No fue la mía, jamás, una infancia inocente. ¿Cómo, si mi alma no estaba exenta de toda esa culpa? No era una culpa propia, aclaro, sino impuesta. Hasta me preguntaba de qué era culpable. ¿Cómo podía seguir siendo cuando pretendían convencerme de que no podía ser? No hablo de algo que pasó una sola vez. Sucedió durante años enteros en los que me preguntaba si todo ese odio era solo por desear a los hombres, lo que lleva a la eterna pregunta: ¿por qué debo ser como los demás, si no soy como los demás? Más que machista, Valledupar es un pueblo sospechosamente misógino. La misoginia no implica solamente odio hacia la mujer, sino un miedo profundo a lo femenino.
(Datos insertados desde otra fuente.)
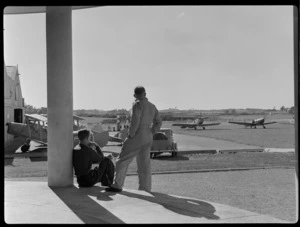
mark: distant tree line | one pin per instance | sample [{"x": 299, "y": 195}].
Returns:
[
  {"x": 166, "y": 116},
  {"x": 29, "y": 109}
]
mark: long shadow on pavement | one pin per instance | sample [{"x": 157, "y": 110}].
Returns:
[
  {"x": 84, "y": 207},
  {"x": 182, "y": 206},
  {"x": 169, "y": 158}
]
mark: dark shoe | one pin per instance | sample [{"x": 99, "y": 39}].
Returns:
[{"x": 111, "y": 189}]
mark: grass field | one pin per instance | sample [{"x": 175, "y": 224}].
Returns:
[
  {"x": 23, "y": 167},
  {"x": 274, "y": 136}
]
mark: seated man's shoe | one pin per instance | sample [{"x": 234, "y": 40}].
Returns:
[{"x": 112, "y": 189}]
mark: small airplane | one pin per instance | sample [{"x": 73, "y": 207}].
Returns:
[
  {"x": 254, "y": 123},
  {"x": 35, "y": 128},
  {"x": 197, "y": 123}
]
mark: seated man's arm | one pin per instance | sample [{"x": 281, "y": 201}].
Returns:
[{"x": 97, "y": 155}]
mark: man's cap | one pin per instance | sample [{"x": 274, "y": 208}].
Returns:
[{"x": 139, "y": 90}]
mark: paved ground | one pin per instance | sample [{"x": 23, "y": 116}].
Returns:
[
  {"x": 187, "y": 142},
  {"x": 35, "y": 202},
  {"x": 269, "y": 192}
]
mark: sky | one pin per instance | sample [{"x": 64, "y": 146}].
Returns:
[{"x": 186, "y": 57}]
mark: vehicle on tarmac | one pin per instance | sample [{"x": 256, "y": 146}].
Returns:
[
  {"x": 253, "y": 123},
  {"x": 197, "y": 123},
  {"x": 163, "y": 142}
]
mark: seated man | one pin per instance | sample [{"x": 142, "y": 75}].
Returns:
[{"x": 84, "y": 155}]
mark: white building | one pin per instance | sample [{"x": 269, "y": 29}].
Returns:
[{"x": 13, "y": 100}]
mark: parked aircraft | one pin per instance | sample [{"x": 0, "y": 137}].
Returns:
[
  {"x": 35, "y": 128},
  {"x": 197, "y": 123},
  {"x": 254, "y": 123}
]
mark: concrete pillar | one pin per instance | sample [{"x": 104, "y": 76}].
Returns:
[
  {"x": 59, "y": 95},
  {"x": 296, "y": 81}
]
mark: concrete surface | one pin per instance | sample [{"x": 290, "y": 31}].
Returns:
[
  {"x": 35, "y": 202},
  {"x": 187, "y": 142}
]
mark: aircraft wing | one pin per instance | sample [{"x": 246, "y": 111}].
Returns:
[
  {"x": 241, "y": 123},
  {"x": 211, "y": 124},
  {"x": 184, "y": 124},
  {"x": 271, "y": 122}
]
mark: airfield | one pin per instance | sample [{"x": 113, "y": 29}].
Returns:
[{"x": 254, "y": 183}]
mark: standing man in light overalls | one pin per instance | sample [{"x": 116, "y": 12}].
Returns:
[{"x": 145, "y": 122}]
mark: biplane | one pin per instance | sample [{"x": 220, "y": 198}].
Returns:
[{"x": 35, "y": 128}]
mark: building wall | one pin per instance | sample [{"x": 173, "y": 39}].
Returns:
[{"x": 13, "y": 99}]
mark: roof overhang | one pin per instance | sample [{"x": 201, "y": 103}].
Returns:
[{"x": 33, "y": 9}]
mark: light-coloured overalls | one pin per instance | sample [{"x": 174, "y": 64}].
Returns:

Lo opuesto a ese macho duro y arbitrario que grita, golpea e impone es lo sensible, la ternura. Y esa misoginia, como tantos otros prejuicios, la heredé. “Todo, menos femenino”, me decía.
Yo era ya un niño solitario cuando mis padres se mudaron a una casa, en un barrio a las afueras de la ciudad, llamado Novalito. A partir de ese momento mi mundo eran mis dos hermanas y las cuatro niñas que vivían en la casa vecina, las dos únicas residencias en quinientos metros a la redonda: solo mujeres que jugaban a las barbies y a la casita y yo, que no tenía con quien jugar.
Poco después aparecieron el cine y los libros y aquello fue para mí como el mar que se abrió frente a Moisés. Descubrí que “no solo de pan vive el hombre ni solo habita en la casa del Señor”. Convertí en lema esta frase que memoricé de alguna lectura que ahora no recuerdo. La literatura me permitía salir de allí, viajar a otros pueblos, soñar que algún día podría irme a vivir en alguna de esas ciudades que servían de escenario a las películas. Quizá en el Buenos Aires de Sandro de América o de La Mary, una cinta “escandalosa” en la que salían Susana Giménez y Carlos Monzón.